Peer-to-Peer Multi-GPU Transpose in CUDA Fortran (Book Excerpt)

CUDA Fortran for Scientists and EngineersThis post is an excerpt from Chapter 4 of the book CUDA Fortran for Scientists and Engineers, by Gregory Ruetsch and Massimiliano Fatica. In this excerpt we extend the matrix transpose example from a previous post to operate on a matrix that is distributed across multiple GPUs. The data layout is shown in Figure 1 for an nx × ny = 1024 × 768 element matrix that is distributed amongst four devices. Each device contains a horizontal slice of the input matrix shown in the figure, as well as a horizontal slice of the output matrix.
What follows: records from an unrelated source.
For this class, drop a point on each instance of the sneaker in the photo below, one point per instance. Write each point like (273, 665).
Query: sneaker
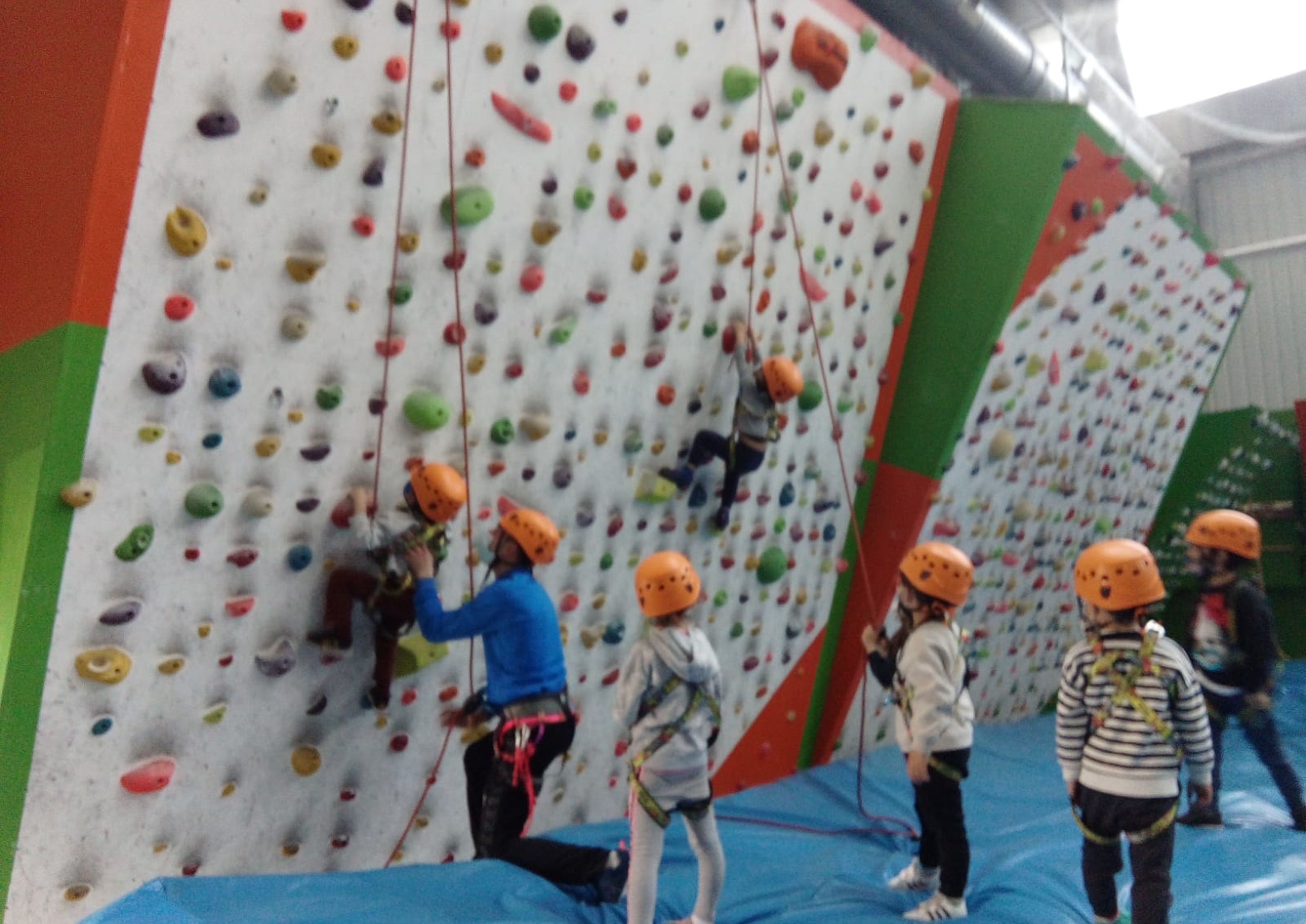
(681, 477)
(915, 877)
(612, 882)
(1201, 816)
(938, 908)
These input matrix slices of 1024 × 192 elements are divided into four tiles containing 256 × 192 elements each, which are referred to as p2pTile in the code. As the name indicates, the p2pTiles are used for peer-to-peer transfers. After a p2pTile has been transferred to the appropriate device if necessary (tiles on the block diagonal do not need to be transferred as the input and output tiles are on the same device), a CUDA transpose kernel launch transposes the elements within the p2pTile using thread blocks that process smaller tiles of 32 × 32 elements.

Device data layout for peer-to-peer transpose with a nx x ny = 1024 x 768 matrix on four devices. Each device holds a 1024 x 192 horizontal slice of input matrix (as well as a 768 x 256 horizontal slice of the output matrix). Each slice of the input matrix is broken into four tiles of 256 x 192 elements, which are used for  peer-to-peer transfers. The CUDA kernel transposes this tile using 48 thread blocks, each of which processes a 32 x 32 tile.
Device data layout for peer-to-peer transpose with a nx x ny = 1024 x 768 matrix on four devices. Each device holds a 1024 x 192 horizontal slice of input matrix (as well as a 768 x 256 horizontal slice of the output matrix). Each slice of the input matrix is broken into four tiles of 256 x 192 elements, which are used for peer-to-peer transfers. The CUDA kernel transposes this tile using 48 thread blocks, each of which processes a 32 x 32 tile.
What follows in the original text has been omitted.